Robotic systems can process sensor data, such as from images and video, more diligently than humans. To take full advantage of this fact, researchers are working to turn a wide array of sensor data into models that allow a robot to better understand actions, events, and environments around it.
While traditional computer vision often relies on RGB cameras, Michigan faculty leverage suites of sensors, including LiDAR, sonar, ground-penetrating radar, thermal cameras, and even touch sensors to enable operation in conditions where vision often fails. The focus is on moving from raw data to actionable understanding of actions, events, and environments.
Researchers allow robots to categorize terrain or objects, like identifying shipwrecks in sonar or surface types for planetary rovers, while simultaneously performing Simultaneous Localization and Mapping (SLAM). By looking at both physical models of perception and results from deep neural networks, researchers are developing machines that can react appropriately to new phenomena, even with little explanation beforehand.
This work can also involve using Neural Representations and Neural Radiance Fields (NeRF) to create three-dimensional scenes of complex environments like the sea floor or dense urban streets. Related research allows information learned from one sensor type, like a camera, to enhance the performance of another, such as radar, improving how a robot detects objects and navigates in the field.

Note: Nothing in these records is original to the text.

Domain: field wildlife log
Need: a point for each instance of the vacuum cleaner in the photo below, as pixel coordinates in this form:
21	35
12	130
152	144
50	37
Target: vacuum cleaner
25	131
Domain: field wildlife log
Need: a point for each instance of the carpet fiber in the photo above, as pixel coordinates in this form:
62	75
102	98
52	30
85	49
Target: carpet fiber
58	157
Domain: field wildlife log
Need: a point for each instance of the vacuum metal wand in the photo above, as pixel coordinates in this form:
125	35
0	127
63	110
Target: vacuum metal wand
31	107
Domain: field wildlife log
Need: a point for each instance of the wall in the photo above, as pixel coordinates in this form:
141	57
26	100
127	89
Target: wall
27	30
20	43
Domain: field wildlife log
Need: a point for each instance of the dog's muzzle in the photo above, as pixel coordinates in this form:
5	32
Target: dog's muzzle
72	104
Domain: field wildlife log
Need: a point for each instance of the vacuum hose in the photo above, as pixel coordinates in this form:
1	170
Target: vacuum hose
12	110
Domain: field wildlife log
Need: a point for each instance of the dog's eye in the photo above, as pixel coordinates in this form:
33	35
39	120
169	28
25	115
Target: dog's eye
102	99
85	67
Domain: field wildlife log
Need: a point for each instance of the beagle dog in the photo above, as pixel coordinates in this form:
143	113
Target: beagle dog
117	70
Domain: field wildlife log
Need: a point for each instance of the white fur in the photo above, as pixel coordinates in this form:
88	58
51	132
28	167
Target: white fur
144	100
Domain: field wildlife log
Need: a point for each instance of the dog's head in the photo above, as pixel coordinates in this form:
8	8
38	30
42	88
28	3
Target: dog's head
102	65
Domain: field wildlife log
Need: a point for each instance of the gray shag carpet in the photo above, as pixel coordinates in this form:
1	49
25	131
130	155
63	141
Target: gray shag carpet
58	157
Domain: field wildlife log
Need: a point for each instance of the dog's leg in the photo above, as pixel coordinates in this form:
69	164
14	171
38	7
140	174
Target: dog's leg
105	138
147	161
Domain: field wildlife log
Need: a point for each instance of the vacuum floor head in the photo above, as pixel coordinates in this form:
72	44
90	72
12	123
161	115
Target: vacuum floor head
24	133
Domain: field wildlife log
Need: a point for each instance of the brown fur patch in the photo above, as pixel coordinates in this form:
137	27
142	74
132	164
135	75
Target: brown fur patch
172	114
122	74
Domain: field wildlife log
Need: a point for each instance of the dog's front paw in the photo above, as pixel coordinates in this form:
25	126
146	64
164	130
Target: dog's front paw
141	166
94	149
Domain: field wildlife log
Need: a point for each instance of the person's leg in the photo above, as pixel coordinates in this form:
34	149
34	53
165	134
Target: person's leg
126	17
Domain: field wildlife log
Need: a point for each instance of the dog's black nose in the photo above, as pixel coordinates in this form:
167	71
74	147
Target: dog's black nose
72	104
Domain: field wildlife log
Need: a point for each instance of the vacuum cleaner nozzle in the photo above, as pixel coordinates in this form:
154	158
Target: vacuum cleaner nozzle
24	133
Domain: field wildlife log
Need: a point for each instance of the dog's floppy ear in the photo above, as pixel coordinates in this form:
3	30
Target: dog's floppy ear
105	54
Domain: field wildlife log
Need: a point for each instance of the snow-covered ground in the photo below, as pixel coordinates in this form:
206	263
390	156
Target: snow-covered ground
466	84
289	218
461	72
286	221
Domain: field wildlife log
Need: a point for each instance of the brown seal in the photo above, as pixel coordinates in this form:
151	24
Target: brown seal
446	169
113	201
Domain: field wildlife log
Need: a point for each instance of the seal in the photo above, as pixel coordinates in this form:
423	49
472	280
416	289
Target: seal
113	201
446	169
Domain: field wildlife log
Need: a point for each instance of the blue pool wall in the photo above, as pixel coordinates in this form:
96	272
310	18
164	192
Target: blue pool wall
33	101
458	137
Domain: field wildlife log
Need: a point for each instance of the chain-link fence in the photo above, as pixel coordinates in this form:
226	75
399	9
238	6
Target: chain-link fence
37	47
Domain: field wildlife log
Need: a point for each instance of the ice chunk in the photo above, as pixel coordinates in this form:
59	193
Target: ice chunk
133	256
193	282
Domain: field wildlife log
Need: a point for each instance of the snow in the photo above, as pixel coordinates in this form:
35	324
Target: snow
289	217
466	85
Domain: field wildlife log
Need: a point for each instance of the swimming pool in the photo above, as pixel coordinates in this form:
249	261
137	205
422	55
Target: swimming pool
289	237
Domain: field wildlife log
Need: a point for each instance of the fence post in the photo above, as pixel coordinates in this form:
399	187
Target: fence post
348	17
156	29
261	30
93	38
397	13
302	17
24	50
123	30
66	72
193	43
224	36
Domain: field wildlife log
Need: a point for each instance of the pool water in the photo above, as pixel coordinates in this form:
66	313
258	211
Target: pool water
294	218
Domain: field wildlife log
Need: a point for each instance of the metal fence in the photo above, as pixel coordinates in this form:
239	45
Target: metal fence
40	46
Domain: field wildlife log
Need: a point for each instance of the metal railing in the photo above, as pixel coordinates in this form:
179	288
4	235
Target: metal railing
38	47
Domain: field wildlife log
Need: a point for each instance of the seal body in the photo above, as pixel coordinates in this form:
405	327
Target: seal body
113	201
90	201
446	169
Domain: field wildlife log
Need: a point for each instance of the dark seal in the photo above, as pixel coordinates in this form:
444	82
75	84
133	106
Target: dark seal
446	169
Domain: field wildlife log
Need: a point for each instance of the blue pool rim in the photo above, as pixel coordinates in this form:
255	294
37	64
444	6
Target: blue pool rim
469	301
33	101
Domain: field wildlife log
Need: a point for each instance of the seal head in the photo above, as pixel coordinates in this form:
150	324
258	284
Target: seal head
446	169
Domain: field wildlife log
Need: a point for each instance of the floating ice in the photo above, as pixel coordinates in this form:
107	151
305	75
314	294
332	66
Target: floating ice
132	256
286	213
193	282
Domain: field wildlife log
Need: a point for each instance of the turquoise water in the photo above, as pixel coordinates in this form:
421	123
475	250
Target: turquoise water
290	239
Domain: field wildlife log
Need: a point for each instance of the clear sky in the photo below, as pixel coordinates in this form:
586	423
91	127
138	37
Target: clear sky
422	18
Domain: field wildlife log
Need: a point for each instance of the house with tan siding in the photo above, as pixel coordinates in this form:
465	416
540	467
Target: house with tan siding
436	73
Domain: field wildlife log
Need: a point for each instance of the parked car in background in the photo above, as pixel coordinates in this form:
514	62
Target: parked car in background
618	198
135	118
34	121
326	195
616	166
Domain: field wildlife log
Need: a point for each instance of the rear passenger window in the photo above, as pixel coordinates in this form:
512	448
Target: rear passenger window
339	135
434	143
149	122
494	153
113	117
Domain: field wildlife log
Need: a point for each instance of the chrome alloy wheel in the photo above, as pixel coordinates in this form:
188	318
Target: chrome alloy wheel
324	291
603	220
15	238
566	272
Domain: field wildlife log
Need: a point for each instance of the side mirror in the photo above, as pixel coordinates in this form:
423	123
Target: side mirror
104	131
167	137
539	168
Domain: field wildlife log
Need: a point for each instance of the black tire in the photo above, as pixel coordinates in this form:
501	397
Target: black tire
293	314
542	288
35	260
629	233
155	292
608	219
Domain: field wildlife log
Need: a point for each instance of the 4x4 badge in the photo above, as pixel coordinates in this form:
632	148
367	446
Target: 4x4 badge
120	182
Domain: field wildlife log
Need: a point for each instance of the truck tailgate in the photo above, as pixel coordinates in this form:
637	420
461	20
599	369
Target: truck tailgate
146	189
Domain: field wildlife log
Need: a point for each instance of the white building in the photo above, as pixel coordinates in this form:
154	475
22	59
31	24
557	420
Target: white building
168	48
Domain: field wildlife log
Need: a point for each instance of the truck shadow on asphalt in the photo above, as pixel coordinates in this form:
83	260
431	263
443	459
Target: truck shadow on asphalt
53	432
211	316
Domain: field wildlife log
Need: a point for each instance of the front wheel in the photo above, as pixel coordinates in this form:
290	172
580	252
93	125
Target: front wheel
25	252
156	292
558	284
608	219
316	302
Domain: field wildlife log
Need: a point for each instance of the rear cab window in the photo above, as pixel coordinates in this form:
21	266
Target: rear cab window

This research extends into healthcare and biology, where perception is used to help doctors diagnose and treat patients, and help ecologists monitor natural ecosystems. For example, faculty are developing systems for robotic eye imaging to automate disease screening and guide surgery. In the natural sciences, computer-vision object tracking is applied to analyze dolphin kinematics and habitat use and also forestry surveys to monitor tree health and fire risk.
Advances in computer vision at Michigan led to the founding of Voxel51, a leading visual AI and computer vision data platform. The company allows others to curate their data, generate annotations of samples, and evaluate models across scenarios to improve accuracy and save development time. As computer vision is a foundational technology, the applications are vast: precision agriculture and livestock management, autonomous driving, aviation inspections, and even helping coaches and players in a variety of sports.